Leigh, a 27-year-old in Maryland, first saw her parents’ income statements when she was a child and quickly realized something wasn’t adding up. Though her parents were trying their best to be financially responsible, their bills were too high compared to their unstable income, and they were spending too much on everyday purchases and shopping splurges.
She had always been good with numbers, so Leigh, who requested her last name be withheld for privacy reasons, made a budget for her nine-person household when she was 13 years old. Despite that, it wasn’t until she was an adult that she finally stopped imitating some of her parents’ bad money habits.
“I do believe that my parents try their absolute best,” Leigh says. “They didn’t have the personal finance foundation because their parents didn’t teach them. It’s a very heavy generational issue. One person needs to realize, ‘This is a problem, I can learn,’ and then you can literally change the rest of the generations beneath you.”
Today, many young Americans are navigating adulthood using only the financial guidance they received from their parents, which poses a significant challenge for the millennial and Gen Z adult children of Gen Xers and baby boomers. These adult children often encounter outdated or inadvisable financial advice, if any at all.

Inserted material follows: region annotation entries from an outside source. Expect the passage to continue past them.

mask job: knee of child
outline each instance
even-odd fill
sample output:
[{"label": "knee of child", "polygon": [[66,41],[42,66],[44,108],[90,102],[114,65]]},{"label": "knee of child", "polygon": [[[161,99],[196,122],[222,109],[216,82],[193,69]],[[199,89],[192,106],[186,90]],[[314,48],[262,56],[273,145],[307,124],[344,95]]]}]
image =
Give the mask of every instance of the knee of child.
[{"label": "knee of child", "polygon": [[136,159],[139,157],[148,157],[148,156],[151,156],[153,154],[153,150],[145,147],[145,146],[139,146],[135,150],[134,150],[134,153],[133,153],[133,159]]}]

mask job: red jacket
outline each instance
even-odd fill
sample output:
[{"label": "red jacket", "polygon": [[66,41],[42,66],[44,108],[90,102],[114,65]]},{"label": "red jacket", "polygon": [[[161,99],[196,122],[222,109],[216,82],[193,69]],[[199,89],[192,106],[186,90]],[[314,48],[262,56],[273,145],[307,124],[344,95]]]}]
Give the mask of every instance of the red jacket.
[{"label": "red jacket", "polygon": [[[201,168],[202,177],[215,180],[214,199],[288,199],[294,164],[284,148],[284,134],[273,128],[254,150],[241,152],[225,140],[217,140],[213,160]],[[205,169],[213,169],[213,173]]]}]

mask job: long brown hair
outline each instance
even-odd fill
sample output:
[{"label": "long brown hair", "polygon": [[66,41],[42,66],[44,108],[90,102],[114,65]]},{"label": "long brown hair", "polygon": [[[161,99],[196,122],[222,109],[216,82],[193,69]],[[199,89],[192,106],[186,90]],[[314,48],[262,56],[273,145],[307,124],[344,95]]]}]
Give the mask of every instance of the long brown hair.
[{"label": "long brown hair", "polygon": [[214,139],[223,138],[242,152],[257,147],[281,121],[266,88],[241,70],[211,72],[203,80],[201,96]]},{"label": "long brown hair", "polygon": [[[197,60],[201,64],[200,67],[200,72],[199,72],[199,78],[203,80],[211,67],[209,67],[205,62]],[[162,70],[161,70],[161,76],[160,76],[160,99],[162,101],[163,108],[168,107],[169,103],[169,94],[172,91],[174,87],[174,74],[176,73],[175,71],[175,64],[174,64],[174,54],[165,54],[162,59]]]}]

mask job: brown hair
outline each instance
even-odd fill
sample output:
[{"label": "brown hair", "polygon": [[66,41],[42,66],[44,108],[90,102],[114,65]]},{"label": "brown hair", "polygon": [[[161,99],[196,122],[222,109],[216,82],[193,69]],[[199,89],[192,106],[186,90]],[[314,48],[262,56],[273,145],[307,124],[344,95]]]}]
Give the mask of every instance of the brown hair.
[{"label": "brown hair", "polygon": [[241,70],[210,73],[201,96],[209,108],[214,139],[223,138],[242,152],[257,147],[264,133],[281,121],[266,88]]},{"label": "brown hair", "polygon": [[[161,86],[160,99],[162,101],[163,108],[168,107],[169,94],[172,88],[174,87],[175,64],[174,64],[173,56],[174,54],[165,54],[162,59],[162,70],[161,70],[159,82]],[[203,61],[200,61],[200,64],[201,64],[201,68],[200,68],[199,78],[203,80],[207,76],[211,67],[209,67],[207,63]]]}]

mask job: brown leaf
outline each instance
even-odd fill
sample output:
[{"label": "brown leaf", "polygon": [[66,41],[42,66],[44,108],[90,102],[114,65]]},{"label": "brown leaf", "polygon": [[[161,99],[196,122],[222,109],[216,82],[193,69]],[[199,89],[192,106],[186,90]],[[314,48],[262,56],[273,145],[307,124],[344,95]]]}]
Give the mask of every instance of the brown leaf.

For example, baby boomers are less likely than younger generations to move their short-term savings to an online savings or money market account, according to Bankrate polling.
Despite the benefits of a high-yield savings account, baby boomers cite feeling comfortable with their current financial institution (50 percent) and preferring having access to a local branch (53 percent) as reasons for not switching, according to Bankrate polling. Additionally, 39 percent of those baby boomers are worried about the security of their money, despite the fact that most online savings accounts are FDIC-insured.